Search code examples
gonats.ionats-jetstream

How are Consumers implemented in NATS


The definition of a consumer in NATS is

A consumer is a stateful view of a stream. It acts as interface for clients to consume a subset of messages stored in a stream and will keep track of which messages were delivered and acknowledged by clients.

I'm more interested in understanding what exactly is a consumer under the hood ? Is it a process, a thread, some kind of socket i.e. a network entity etc ?

I'm designing a system where I'm using NATS 2.9, so a consumer can't have more than one subject filter. I want to create 1 consumer per subject filter and I'm concerned about the performance & resource implications of creating about 10,000 consumers in the worst case.

Is a consumer an expensive resource to create in NATS ?

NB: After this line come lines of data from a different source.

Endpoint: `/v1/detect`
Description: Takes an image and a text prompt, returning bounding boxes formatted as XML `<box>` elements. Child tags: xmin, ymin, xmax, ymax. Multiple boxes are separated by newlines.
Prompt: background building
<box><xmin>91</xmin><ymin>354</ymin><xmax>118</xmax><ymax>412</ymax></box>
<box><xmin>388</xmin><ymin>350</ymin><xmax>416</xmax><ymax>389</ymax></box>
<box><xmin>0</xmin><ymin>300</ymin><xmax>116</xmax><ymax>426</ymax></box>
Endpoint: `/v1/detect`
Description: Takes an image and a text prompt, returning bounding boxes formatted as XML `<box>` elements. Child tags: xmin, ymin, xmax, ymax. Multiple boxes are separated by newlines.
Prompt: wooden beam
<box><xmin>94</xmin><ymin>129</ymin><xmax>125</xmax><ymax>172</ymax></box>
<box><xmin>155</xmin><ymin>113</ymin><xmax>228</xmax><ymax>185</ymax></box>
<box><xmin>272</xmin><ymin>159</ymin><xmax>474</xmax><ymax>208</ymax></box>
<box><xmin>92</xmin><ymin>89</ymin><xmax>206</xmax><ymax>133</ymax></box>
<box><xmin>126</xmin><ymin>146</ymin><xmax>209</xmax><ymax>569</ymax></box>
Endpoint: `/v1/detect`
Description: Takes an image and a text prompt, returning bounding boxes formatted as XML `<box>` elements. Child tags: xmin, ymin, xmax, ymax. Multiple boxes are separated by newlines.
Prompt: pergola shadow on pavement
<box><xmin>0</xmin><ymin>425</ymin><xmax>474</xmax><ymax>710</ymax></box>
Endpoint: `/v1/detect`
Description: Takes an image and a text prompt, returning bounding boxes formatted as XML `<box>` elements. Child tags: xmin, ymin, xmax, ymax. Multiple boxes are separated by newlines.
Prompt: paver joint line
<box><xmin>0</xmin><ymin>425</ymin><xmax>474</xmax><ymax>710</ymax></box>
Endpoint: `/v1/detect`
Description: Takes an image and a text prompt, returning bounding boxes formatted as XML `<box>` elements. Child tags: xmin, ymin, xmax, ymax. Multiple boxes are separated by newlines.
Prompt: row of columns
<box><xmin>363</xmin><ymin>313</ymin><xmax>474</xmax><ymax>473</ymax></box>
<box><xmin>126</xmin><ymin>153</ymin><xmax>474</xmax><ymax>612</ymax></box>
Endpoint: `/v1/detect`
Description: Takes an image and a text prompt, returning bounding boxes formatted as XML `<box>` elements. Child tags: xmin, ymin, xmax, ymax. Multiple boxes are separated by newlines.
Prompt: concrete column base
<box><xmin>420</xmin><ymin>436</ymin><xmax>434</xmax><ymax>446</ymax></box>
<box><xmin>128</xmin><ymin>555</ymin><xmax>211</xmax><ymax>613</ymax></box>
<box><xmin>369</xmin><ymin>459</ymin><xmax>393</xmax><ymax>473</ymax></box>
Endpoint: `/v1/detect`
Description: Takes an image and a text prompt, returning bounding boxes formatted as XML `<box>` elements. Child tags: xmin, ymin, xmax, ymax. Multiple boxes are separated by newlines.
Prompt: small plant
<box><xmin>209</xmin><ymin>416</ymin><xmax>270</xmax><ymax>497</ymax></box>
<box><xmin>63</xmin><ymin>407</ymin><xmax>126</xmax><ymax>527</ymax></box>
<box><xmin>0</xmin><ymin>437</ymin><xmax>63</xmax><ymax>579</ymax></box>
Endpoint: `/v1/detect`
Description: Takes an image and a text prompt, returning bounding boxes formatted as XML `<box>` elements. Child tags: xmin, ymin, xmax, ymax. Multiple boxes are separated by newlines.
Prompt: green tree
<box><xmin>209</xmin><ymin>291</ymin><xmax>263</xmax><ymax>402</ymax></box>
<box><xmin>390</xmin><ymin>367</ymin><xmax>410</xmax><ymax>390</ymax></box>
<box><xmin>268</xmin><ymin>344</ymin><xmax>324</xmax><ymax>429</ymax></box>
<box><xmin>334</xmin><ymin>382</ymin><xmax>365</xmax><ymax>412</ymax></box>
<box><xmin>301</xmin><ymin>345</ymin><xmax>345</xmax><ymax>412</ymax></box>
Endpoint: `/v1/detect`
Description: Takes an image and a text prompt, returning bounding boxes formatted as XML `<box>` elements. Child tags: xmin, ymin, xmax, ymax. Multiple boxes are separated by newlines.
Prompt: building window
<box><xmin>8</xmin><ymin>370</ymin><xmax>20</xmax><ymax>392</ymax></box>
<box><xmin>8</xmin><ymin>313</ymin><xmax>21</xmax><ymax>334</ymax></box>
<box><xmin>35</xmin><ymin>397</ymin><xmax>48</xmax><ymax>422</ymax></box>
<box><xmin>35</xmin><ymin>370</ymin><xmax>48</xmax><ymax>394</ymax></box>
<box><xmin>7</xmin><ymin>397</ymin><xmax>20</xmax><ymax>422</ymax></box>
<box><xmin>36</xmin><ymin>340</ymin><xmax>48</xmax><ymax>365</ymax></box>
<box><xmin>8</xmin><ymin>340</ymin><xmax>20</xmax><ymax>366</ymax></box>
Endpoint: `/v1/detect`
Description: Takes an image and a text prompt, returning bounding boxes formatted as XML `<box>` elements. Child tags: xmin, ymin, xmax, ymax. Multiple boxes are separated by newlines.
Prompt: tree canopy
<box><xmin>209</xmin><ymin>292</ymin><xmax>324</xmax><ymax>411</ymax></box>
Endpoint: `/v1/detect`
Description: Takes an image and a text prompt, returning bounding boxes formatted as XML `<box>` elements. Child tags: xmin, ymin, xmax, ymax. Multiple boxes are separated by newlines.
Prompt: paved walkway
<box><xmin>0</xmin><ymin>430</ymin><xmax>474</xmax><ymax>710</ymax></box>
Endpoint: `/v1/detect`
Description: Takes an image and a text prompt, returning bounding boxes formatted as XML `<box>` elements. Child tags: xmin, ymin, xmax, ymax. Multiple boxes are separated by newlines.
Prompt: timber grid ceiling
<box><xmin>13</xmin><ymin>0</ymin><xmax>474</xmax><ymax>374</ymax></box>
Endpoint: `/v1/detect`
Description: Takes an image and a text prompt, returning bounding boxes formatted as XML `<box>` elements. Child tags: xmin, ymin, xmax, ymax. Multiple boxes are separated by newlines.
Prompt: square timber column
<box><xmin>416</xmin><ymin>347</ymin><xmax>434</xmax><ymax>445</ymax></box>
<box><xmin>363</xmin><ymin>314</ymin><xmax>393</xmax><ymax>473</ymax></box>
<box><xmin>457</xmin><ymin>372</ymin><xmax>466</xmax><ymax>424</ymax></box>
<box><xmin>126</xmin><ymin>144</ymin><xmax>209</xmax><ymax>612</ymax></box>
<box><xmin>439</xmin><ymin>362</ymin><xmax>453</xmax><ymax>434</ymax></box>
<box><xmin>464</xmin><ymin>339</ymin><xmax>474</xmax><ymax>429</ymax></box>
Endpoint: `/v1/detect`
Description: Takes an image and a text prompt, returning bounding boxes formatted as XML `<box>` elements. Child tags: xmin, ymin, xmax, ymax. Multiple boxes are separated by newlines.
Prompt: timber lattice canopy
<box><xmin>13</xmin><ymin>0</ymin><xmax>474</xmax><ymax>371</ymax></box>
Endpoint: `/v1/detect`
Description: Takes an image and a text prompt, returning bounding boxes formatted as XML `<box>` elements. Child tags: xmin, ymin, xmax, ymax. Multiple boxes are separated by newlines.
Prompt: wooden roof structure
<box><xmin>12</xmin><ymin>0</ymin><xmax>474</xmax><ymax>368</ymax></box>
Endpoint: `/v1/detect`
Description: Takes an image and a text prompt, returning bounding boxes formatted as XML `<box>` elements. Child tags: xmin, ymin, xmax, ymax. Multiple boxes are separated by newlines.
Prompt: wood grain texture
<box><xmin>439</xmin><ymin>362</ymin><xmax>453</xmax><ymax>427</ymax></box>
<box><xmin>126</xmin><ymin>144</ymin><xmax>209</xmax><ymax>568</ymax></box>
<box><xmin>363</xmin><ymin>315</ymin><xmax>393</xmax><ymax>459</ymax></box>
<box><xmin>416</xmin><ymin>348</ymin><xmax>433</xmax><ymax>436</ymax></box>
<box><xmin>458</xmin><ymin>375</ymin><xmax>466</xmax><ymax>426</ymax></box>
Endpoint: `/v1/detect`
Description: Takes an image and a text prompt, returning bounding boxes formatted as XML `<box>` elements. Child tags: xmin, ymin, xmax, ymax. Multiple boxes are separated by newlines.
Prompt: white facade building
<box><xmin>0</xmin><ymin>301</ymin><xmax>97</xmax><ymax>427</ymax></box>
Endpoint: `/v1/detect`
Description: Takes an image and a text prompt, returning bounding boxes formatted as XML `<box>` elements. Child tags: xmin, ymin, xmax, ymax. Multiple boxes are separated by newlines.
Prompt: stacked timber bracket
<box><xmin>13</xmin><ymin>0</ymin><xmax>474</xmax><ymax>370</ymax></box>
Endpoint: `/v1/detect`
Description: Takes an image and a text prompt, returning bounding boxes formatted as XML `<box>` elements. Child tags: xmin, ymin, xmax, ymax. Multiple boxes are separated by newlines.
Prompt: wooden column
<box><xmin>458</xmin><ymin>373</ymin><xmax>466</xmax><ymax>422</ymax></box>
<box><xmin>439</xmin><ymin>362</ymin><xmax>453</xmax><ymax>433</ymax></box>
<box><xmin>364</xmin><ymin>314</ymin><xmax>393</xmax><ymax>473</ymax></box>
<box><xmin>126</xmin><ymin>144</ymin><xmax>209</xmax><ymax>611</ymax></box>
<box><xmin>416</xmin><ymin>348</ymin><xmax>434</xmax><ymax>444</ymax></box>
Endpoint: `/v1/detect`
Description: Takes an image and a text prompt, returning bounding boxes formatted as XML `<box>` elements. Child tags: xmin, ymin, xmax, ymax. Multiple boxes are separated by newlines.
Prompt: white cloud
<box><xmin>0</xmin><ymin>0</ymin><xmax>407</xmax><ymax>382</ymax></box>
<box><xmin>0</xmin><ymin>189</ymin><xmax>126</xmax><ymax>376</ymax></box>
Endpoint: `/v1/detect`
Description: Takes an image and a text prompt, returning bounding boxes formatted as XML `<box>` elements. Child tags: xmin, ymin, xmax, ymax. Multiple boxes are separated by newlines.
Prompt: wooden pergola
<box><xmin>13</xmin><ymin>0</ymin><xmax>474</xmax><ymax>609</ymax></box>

Creating a single consumer with a very generic subject filter is an alternative I'm considering but it doesn't fit into my design neatly as several go routines will be sharing this one global consumer as opposed to creating one consumer per go routine, each go routine will consume and process its own subject filter's messages thus ensuring a sort of logical isolation as far as my design goes.


Solution

  • They are extremely cheap. Basically, a connection to NATS is a multiplexer:

    • It connects to a nats server
    • The it expresses its interest in topics via one or more subscriptions.
    • The connection then receives new messages and sends them to the appropriate consumer you set up.

    I created a test setup where I was able to easily have 1500 consumers on a single machine (my laptop), including a NATS cluster and a producer with the whole setup still being able to send and receive several million "Hello, World!"s per second. I actually needed to scale up the producers considerably to even manage to get any meaningful data.

    The environment

    Dockerfile

    We create a Docker image from the binaries you will find below. It is pretty much standard.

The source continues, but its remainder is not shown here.